Les samedis soirs étaient vraiment infernaux. C'était d'ailleurs la raison pour laquelle j'essayais d'être là le plus possible les autres jours : j'essayais d'échapper aux samedis. Non seulement il y avait toujours une tonne de clients, mais en plus tout le personnel était tendu, car c'était le seul soir où on entrait le plus gros chiffre d'affaire de la semaine. Du coup, on était 10 employées à trinquer. Moins 1 ce soir-là, car l'une d'entre nous avait déserté la lourde tâche qu'on se devait d'accomplir à présent. Car bon chiffre d'affaire ici était synonyme de promotion, ce qui ne se refusait pas.

-Active Ana, le patron me met la pression de ouf là !

Je me retournais alors et fis face à Dounia qui me suppliait du regard, l'air complètement paniqué.

Dounia, c'était vraiment la personne avec qui j'avais le plus d'affinités dans ce resto. Elle était authentique, c'est ça que j'aimais par-dessus tout chez elle. Nous ne discutions que pendant les pauses, et on ne se voyait que très rarement dans un autre contexte que celui du travail, mais j'en savais tout de même déjà beaucoup sur elle. Déjà qu'elle était née au Congo, mais que ses parents avaient réussi à la faire venir en France pour lui « donner des chances d'avenir ». Elle y vivait maintenant depuis ses 11 ans, chez son oncle et sa tante, et j'avais rarement vu une personne aussi motivée. Réussir à s'adapter en si peu de temps, en plus d'obtenir son bac et d'être acceptée en Fac de sciences, c'était bluffant. Cette fille m'impressionnait vraiment. Je savais qu'elle aurait un avenir comblé, une famille et assez d'argent pour vivre aisément. Ce qui la motivait par-dessus tout, c'était de pouvoir faire venir sa famille en France, et les sortir de la pauvreté. Ça semble héroïque dit comme ça, mais pour elle s'était naturel. Comme une sorte de remerciement.

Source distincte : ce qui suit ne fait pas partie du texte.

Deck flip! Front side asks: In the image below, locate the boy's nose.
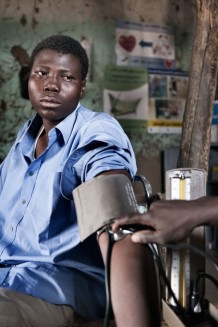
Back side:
[44,79,60,92]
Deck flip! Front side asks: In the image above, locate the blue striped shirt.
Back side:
[0,104,136,319]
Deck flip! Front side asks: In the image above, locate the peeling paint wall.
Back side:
[0,0,195,191]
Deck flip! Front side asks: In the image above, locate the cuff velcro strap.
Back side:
[73,174,138,241]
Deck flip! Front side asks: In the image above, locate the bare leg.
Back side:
[99,233,160,327]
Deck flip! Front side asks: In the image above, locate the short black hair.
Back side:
[29,35,89,80]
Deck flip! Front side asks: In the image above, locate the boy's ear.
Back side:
[80,79,86,97]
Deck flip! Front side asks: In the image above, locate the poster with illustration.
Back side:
[103,65,148,119]
[115,20,175,69]
[148,70,188,133]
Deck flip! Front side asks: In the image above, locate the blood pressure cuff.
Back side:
[72,174,138,241]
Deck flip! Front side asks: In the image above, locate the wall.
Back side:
[0,0,194,192]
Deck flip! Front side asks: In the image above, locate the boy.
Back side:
[0,35,159,327]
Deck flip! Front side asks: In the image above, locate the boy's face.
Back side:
[28,49,85,126]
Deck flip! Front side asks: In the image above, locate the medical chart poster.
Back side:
[103,65,148,119]
[148,71,188,134]
[115,20,175,69]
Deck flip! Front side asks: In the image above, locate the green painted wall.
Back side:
[0,0,194,191]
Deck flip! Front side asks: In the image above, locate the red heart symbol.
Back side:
[119,35,136,52]
[165,60,173,68]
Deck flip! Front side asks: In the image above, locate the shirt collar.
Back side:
[55,103,81,144]
[28,103,81,144]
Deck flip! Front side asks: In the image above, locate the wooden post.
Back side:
[177,0,218,172]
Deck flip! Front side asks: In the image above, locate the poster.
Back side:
[103,65,148,119]
[115,20,175,69]
[148,70,188,133]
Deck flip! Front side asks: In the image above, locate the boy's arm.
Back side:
[99,170,160,327]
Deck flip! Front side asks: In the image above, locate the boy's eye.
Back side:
[36,70,47,77]
[63,75,73,82]
[38,70,47,76]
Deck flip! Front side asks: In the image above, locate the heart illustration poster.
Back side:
[115,20,175,70]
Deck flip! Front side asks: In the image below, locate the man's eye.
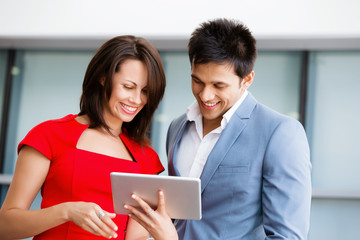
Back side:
[215,84,225,89]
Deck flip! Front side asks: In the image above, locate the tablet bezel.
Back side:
[110,172,201,220]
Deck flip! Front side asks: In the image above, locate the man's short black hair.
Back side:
[188,19,257,78]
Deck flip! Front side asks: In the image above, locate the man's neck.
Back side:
[202,117,222,138]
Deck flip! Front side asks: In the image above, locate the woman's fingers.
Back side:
[131,194,154,215]
[157,189,166,212]
[124,190,178,240]
[69,202,118,238]
[91,209,117,238]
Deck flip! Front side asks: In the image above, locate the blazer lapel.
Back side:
[200,92,257,192]
[168,117,189,176]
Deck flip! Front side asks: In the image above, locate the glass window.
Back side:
[249,51,302,119]
[0,50,7,144]
[306,51,360,240]
[152,51,302,174]
[306,52,360,191]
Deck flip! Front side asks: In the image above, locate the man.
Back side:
[166,19,311,240]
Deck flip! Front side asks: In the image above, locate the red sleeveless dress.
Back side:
[18,115,164,240]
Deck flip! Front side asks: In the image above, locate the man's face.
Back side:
[191,62,253,127]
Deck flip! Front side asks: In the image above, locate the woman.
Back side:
[0,36,165,240]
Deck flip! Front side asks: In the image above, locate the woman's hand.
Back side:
[65,202,118,239]
[124,190,179,240]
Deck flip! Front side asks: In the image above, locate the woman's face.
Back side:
[104,59,148,128]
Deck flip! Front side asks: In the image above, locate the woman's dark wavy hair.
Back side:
[79,35,166,144]
[188,19,257,79]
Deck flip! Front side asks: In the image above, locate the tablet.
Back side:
[110,172,201,220]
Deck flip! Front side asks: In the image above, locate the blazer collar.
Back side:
[200,93,257,191]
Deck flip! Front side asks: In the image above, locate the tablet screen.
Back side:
[110,172,201,220]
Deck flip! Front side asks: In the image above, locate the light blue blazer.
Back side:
[166,93,311,240]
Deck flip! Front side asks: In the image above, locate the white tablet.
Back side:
[110,172,201,220]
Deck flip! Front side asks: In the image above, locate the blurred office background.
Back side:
[0,0,360,240]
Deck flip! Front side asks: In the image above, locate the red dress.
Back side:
[18,115,164,240]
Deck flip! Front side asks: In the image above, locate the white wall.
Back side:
[0,0,360,40]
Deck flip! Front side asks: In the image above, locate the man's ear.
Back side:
[100,77,105,86]
[241,71,255,90]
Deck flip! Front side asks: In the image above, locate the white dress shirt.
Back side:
[175,90,248,178]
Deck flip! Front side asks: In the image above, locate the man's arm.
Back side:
[262,119,311,239]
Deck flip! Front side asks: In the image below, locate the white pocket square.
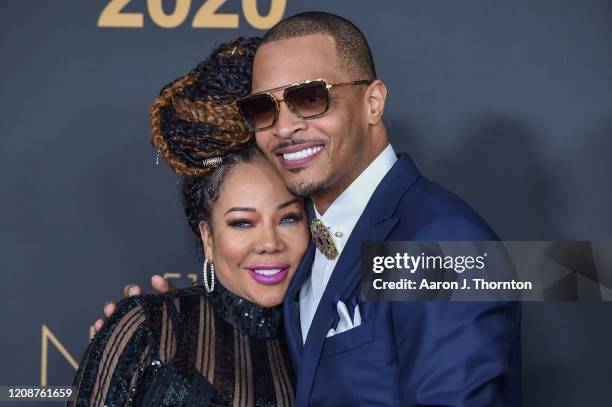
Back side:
[327,301,361,338]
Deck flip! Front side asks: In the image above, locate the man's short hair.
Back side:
[262,11,376,80]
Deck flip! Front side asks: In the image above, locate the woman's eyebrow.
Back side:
[224,206,257,215]
[277,198,301,209]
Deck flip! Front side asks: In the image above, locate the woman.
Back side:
[73,38,309,406]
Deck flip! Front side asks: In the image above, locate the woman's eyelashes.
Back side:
[227,212,304,229]
[227,218,253,229]
[281,212,304,225]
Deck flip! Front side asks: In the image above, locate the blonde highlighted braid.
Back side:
[150,38,260,176]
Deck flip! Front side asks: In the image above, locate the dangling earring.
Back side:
[202,257,215,293]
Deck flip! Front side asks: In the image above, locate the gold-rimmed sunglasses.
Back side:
[235,79,373,131]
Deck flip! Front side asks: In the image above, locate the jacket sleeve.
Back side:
[68,297,150,407]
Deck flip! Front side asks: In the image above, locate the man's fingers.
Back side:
[104,300,117,318]
[151,274,176,294]
[123,284,144,297]
[94,318,104,332]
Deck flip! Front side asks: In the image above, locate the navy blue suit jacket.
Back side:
[284,154,521,407]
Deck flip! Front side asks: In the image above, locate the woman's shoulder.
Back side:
[131,285,206,321]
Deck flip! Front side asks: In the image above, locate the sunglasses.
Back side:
[236,79,373,131]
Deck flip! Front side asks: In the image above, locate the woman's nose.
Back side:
[255,225,285,253]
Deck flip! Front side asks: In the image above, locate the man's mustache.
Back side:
[272,139,325,154]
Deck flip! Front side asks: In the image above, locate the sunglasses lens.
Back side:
[285,82,329,119]
[236,94,276,130]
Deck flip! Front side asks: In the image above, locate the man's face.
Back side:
[253,35,371,197]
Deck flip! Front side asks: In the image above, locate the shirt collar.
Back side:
[313,144,397,238]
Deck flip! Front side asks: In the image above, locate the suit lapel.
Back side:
[283,242,316,370]
[295,154,420,406]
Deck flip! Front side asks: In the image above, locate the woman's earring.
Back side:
[202,257,215,293]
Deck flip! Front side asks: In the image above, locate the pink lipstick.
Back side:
[245,263,289,285]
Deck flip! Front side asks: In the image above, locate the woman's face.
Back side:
[200,158,309,307]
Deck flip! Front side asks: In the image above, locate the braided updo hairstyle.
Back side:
[150,37,263,253]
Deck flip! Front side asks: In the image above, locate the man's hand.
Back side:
[94,274,176,332]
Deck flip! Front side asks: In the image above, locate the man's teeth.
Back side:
[283,146,323,161]
[253,269,282,276]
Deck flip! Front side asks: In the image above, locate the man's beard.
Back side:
[287,180,329,198]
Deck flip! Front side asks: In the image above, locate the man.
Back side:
[97,12,521,406]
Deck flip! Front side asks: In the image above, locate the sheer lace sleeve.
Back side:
[68,297,150,407]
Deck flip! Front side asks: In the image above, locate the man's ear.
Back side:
[198,221,213,261]
[365,79,387,126]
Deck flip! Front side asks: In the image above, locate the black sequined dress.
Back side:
[68,282,295,407]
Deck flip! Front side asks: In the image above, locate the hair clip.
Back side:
[202,157,223,167]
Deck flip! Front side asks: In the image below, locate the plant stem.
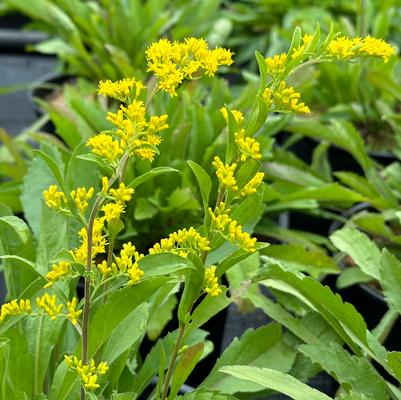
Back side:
[81,196,102,400]
[160,325,185,400]
[33,316,44,397]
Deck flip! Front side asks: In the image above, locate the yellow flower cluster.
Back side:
[240,172,265,197]
[97,242,144,285]
[146,38,233,96]
[209,202,256,253]
[71,187,95,213]
[0,293,82,325]
[72,217,107,264]
[43,185,67,209]
[86,133,124,164]
[234,129,262,161]
[44,261,71,288]
[265,53,287,75]
[0,300,32,323]
[220,107,244,126]
[87,81,168,166]
[262,81,310,114]
[98,78,145,102]
[67,297,82,325]
[149,227,210,257]
[203,265,221,297]
[43,185,95,213]
[326,36,395,63]
[36,293,63,320]
[291,34,313,60]
[64,355,109,391]
[212,156,238,192]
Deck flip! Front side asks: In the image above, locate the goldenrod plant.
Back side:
[0,29,393,400]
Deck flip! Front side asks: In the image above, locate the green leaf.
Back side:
[101,303,149,365]
[168,343,204,399]
[263,265,370,359]
[132,330,208,396]
[379,249,401,314]
[220,365,330,400]
[138,253,195,279]
[199,323,296,394]
[0,216,38,298]
[298,342,389,400]
[216,242,269,277]
[260,244,339,278]
[330,228,381,280]
[128,167,180,188]
[188,160,212,226]
[50,277,168,400]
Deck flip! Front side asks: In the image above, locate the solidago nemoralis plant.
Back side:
[0,30,393,400]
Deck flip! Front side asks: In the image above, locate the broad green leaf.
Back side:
[379,249,401,314]
[330,228,381,280]
[168,343,204,399]
[0,216,38,298]
[127,167,180,189]
[138,253,195,279]
[199,323,296,394]
[101,303,149,365]
[182,389,238,400]
[188,160,212,226]
[220,365,330,400]
[50,277,168,400]
[260,244,339,278]
[0,328,33,399]
[298,342,389,400]
[256,265,368,357]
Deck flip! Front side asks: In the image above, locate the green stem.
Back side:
[33,316,44,397]
[160,325,185,400]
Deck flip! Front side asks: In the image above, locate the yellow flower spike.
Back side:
[36,293,63,320]
[43,185,66,209]
[67,297,82,325]
[148,114,168,135]
[101,203,124,222]
[149,227,210,257]
[71,187,95,213]
[234,129,262,161]
[265,53,287,75]
[97,260,112,279]
[110,182,135,203]
[98,78,145,101]
[127,263,144,285]
[203,265,222,297]
[355,36,395,63]
[220,107,244,126]
[209,203,256,253]
[97,361,109,375]
[273,81,310,114]
[326,36,360,60]
[81,373,100,390]
[64,354,74,368]
[134,147,156,161]
[240,172,265,197]
[146,38,233,96]
[72,217,107,264]
[212,156,238,191]
[86,133,124,163]
[0,299,32,323]
[44,261,71,288]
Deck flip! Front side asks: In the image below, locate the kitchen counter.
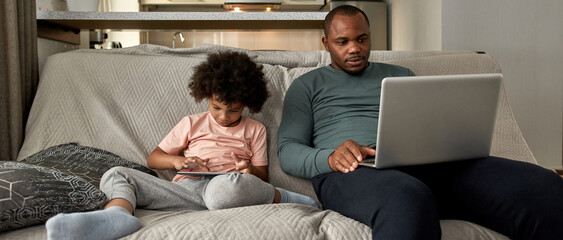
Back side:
[37,11,327,31]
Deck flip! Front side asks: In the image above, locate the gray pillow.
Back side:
[0,162,106,231]
[21,143,156,187]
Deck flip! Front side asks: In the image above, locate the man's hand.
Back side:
[174,156,209,172]
[328,140,375,173]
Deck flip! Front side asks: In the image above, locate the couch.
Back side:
[0,44,536,239]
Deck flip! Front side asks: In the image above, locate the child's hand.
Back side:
[231,152,253,174]
[174,156,209,172]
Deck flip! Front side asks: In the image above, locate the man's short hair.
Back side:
[323,5,369,37]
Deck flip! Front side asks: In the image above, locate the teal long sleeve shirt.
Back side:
[278,62,414,178]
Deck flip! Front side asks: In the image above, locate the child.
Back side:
[46,52,318,239]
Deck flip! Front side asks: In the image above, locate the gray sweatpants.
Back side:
[100,167,275,211]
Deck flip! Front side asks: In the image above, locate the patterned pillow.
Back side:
[21,143,156,187]
[0,162,106,231]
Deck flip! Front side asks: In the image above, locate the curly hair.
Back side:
[323,5,369,37]
[188,51,270,113]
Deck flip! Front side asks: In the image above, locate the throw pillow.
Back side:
[0,161,106,231]
[21,143,156,187]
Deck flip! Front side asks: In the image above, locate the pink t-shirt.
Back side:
[158,112,268,182]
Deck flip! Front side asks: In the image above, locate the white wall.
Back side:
[387,0,563,167]
[442,0,563,167]
[387,0,442,50]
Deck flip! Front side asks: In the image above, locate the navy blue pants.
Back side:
[313,157,563,240]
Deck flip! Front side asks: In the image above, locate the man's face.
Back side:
[323,13,371,74]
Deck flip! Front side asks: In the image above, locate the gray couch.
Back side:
[0,45,536,239]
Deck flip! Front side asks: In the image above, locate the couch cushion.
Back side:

-Oui je me grouille du calme.

-Ouais désolée, je t'agresse comme ça moi aussi.

-Mais non t'en fais pas, on est tous un peu sous pression là.

-Ouais, en plus avec Steph qui nous quitte...

-Sérieux elle s'en va ? Je pensais qu'elle reviendrait après l'accouchement ?

-Bah j'pense qu'elle va s'occuper de son bébé et que pour le boulot, elle verra plus tard. Moi je lui ai dit de penser à elle avant tout, et à son enfant.

-Mais elle galère un peu pour payer son appart en ce moment, ça risque d'être dur.

-C'est ce que je pensais aussi, mais je lui ai dit que si elle avait besoin, je pouvais la dépanner sans problèmes.

-Ouais moi aussi mais elle refuse à chaque fois.

-La même mais quitte à la forcer...

-Ouais...

Stéphanie était la plus jeune de nous tous. Elle avait 18 ans et s'apprêtait à devenir maman. La vie ne lui avait pas vraiment souri : depuis ses 12 ans, elle allait de foyer en foyer jusqu'au jour où elle décida de prendre son envol, à sa majorité. De là, elle avait rencontré un pauvre type qui l'avait mise enceinte avant de la quitter. Mais à l'instar de se défiler comme elle en avait pris l'habitude, elle avait décidé d'assumer son bébé.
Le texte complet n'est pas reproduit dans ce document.